I spent some time messing around on Google Image Search, and tried another jaw/tooth-based logo out for a bit before tripping over the Aztec “cipactli” glyph, which is a cayman/crocodile and also “e;a primeval sea monster, part crocodile, part fish and part toad, of indefinite gender”e; (from this Wikipedia article) which sounded cool enough as a concept, fit the jungle/tribal/vaguely-Central American theme usually found with Lizardman teams and looked easily reproducible and scalable as a team logo.

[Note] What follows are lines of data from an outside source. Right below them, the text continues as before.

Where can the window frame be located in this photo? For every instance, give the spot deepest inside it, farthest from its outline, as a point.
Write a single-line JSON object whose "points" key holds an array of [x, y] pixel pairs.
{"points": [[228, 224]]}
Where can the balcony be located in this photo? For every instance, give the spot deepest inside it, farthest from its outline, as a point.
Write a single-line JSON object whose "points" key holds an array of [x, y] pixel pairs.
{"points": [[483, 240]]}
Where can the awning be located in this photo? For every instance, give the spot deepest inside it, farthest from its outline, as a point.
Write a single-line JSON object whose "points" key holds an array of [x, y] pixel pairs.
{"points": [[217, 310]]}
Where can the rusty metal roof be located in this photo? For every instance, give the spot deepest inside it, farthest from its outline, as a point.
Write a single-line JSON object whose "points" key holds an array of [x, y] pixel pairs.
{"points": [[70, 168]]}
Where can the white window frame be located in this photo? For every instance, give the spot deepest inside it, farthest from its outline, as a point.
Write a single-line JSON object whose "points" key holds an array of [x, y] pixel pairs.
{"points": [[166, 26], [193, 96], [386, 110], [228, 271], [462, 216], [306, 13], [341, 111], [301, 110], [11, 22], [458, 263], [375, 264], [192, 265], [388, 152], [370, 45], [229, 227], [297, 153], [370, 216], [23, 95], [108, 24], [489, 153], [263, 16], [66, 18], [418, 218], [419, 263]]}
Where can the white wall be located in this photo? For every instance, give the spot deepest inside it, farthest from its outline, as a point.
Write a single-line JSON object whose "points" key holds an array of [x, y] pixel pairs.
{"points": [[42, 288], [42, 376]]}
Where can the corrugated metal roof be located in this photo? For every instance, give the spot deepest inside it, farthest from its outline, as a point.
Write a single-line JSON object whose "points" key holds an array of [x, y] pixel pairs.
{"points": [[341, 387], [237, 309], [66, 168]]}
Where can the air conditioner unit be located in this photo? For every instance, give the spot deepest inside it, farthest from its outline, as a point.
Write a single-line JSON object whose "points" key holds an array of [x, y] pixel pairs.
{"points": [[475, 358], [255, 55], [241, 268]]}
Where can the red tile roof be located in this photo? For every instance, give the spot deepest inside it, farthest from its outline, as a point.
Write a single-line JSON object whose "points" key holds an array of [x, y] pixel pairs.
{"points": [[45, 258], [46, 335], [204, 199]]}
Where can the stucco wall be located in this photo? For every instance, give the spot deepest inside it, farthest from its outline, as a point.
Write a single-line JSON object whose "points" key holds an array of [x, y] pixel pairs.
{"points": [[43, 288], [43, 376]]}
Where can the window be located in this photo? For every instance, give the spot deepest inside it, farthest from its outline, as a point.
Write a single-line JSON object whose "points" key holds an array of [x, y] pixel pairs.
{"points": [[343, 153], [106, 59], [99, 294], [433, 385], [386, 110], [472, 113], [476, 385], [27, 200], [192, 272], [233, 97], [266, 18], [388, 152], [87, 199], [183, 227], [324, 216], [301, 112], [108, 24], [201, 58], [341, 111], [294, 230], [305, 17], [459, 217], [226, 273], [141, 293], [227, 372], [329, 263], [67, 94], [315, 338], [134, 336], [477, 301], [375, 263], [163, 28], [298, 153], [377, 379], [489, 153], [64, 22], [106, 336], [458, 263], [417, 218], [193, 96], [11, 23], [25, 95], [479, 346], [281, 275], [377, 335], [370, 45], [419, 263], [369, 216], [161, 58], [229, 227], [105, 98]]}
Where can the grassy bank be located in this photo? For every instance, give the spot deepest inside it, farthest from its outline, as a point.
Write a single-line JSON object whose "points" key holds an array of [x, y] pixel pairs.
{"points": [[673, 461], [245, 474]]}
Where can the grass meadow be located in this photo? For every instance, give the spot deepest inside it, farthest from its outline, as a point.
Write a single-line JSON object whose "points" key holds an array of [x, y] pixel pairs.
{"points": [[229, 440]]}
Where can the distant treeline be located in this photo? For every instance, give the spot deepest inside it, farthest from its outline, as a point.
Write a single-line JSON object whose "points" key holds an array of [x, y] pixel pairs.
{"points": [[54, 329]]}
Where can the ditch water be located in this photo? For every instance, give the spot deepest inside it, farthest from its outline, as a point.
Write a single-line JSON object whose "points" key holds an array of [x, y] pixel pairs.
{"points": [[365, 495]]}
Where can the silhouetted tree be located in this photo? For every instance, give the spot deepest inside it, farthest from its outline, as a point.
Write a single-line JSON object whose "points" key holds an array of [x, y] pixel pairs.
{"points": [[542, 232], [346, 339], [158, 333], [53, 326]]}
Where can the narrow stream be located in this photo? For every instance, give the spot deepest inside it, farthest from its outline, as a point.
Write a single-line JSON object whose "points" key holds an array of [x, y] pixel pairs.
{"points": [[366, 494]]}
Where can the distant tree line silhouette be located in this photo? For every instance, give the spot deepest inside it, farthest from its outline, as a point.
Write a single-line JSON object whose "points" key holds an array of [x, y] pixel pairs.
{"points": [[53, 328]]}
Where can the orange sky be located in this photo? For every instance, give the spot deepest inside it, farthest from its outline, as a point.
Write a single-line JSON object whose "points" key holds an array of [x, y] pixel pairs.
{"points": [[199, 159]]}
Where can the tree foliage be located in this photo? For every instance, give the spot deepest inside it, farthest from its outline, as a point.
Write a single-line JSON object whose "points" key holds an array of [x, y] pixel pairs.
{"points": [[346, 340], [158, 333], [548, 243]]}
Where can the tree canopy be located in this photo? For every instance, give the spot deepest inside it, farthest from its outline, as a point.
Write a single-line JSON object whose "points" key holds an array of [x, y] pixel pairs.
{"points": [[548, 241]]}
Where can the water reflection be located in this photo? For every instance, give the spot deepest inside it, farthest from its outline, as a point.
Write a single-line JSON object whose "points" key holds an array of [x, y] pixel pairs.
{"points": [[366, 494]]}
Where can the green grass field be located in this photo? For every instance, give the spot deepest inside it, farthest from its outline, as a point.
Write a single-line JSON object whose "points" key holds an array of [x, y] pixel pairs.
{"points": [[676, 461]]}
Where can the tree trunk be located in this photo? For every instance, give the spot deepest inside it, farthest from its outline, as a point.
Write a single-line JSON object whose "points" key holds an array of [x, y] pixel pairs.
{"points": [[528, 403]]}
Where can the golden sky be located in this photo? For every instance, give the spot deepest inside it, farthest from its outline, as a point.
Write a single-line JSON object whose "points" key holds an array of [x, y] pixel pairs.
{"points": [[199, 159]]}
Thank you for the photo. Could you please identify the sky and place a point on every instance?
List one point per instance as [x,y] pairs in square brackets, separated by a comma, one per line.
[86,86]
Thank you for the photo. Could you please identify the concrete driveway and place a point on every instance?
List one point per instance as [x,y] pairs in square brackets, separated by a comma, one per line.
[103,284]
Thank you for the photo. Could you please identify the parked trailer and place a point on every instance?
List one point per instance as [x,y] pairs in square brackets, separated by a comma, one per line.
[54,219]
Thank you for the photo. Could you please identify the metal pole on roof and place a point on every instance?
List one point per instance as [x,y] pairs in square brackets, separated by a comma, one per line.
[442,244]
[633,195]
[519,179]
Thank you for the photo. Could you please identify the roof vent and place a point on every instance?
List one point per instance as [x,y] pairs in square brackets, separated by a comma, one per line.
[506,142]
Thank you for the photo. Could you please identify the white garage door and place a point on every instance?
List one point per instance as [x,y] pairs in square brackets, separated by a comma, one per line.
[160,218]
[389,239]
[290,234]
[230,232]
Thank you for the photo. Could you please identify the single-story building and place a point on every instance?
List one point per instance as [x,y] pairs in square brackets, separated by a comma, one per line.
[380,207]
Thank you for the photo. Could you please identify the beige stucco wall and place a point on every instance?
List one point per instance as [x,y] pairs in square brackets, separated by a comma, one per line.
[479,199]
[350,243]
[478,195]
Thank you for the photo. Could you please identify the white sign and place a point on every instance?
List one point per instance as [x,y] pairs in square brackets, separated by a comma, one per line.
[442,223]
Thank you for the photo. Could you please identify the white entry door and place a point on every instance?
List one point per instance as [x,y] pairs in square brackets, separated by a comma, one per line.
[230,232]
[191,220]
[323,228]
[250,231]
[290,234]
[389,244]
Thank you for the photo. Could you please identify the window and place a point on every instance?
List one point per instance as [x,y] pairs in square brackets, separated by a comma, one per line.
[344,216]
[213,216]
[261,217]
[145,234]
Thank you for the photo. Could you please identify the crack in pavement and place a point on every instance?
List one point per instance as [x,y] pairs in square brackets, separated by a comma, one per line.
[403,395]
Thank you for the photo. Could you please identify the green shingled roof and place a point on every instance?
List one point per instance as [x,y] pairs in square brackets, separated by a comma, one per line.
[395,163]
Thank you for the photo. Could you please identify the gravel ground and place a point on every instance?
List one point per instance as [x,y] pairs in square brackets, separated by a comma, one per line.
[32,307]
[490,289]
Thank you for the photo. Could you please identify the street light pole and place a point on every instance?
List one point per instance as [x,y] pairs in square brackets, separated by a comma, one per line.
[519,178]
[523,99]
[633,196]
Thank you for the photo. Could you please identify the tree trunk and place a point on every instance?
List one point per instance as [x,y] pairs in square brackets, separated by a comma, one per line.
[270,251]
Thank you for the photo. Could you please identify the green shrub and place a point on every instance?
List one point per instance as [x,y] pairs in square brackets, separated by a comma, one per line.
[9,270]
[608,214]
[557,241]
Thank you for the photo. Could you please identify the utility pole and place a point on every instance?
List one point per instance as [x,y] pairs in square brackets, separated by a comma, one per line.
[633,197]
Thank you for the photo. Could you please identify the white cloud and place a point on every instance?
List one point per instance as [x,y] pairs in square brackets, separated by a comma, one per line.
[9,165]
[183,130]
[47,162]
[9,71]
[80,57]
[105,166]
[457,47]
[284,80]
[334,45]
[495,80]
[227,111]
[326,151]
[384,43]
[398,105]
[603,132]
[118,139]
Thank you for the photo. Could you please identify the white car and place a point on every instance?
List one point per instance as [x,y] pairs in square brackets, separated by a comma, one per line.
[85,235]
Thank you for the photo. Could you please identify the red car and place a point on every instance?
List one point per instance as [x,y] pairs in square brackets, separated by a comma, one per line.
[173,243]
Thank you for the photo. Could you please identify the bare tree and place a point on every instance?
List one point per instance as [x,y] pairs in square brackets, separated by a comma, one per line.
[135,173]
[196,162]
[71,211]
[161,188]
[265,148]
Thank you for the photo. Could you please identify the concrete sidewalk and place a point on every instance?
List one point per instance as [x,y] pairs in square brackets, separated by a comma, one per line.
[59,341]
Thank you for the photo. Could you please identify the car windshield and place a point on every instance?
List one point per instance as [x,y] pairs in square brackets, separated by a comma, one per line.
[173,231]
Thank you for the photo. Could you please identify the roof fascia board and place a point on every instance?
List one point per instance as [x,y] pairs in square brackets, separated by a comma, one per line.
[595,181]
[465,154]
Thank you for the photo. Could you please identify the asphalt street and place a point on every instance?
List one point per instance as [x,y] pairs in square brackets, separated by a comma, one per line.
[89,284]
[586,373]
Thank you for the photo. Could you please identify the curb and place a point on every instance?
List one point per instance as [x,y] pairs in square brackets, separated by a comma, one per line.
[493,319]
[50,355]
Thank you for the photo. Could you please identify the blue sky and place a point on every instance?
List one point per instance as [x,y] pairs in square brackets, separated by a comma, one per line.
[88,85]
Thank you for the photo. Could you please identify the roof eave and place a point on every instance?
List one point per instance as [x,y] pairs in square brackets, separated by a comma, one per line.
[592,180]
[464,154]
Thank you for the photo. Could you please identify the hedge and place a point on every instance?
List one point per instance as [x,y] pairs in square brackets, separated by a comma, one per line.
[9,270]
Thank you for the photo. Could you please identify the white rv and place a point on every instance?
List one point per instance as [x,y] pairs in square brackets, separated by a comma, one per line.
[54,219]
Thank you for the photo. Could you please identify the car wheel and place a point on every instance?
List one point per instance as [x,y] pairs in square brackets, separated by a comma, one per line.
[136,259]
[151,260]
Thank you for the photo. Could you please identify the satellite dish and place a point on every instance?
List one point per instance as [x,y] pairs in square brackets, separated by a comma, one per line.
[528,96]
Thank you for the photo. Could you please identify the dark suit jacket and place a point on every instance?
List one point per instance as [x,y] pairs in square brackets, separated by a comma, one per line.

I found a couple of versions of the cipactli glyph I liked, redrew them in Inkscape so I could work in SVG vector format, then started messing around.
One of my favourite things about Inkscape is that the canvas is infinite. Unlike GIMP or Photoshop where you define an image size and usually have to fiddle around to expand it, Inkscape will show you your defined page size, but the canvas around that page has no boundaries. Want to grab a copy of some part of your image, drag it to one side and fiddle with it separately or create different versions of it? Copy or duplicate the objects you want, and go right ahead and drag them somewhere out of the way to play with them!
Above is a quick screenshot I took of Inkscape and the working file I’ve got for Croc team logos and related graphics. See the tan rectangle in the centre? The grey box surrounding it is a North American-standard Letter-sized sheet of paper (roughly A4 for the rest of the world) so the “real” size of this working area is theoretically huge.
The green box on the left is an entire standard-size Blood Bowl pitch with 30mm squares (a 26 x 15 square pitch, for non-BB players!) that I set up to check scale and sizes. The collection of black toothy shapes were an earlier, now abandoned idea for a team logo; the various red things are interations of a possible cipatcli logo.
The closeup screenshot of possible cipactli logos above shows where Inkscape really shines. Rather than work on just the one image and rely on undo/redo to track changes, or creating lots of versions of a single file and having to have them all open at once, if I want to tweak an object in Inkscape I can just grab a copy (Ctrl+D for Duplicate is useful, it’s Copy+Paste right over the existing object) then drag it off a bit on that infinite canvas. Rinse and repeat until you have a version you’re happy with!
Oh, and the cipactli varient I’m most likely to use, at least at this point, is the third down and third along. The slightly longer snout makes it look more croc-like, but for some reason the even longer nose of the rightmost one doesn’t work for me. I might well try another few variants, there’s no shortage of room!
I’m in the middle of the five-week field assignment for work, so away from most of my usual gaming habits and my workbench. All is not lost, however, because the co-worker I’m on this thing with is also a miniature gamer and we decided to bring our Blood Bowl teams along and have an “Exiles Micro League” of two players and four teams while we’re away. It’s something to do other than watch terrible TV during evenings in the hotel suite!
I brought a new 30mm fabric BB pitch along, made with felt. This isn’t the dark brown one seen here previously, this one is tan felt and a significant improvement over my first attempt at a BB pitch. I’ll get photos of it at some point, probably after I get home at the end of February.
Along with the pitch and teams, I realized we needed a tracking sheet, as I haven’t brought along my tracking scenery due to lack of luggage space. I broke out the ever-reliable Inkscape and worked up a basic tracker – space for two sides to track phases for two halves, re-rolls and score, as well as the two scatter templates.
As we played we added a few things with pencil – quick reference notes, mostly, as well as a shared dugout space for players in Reserve, KO’d or Casualties. I’ve gone back into Inkscape to add those to the tracker sheet, and added some colour and graphic flourishes as well. Hopefully someone else finds this useful!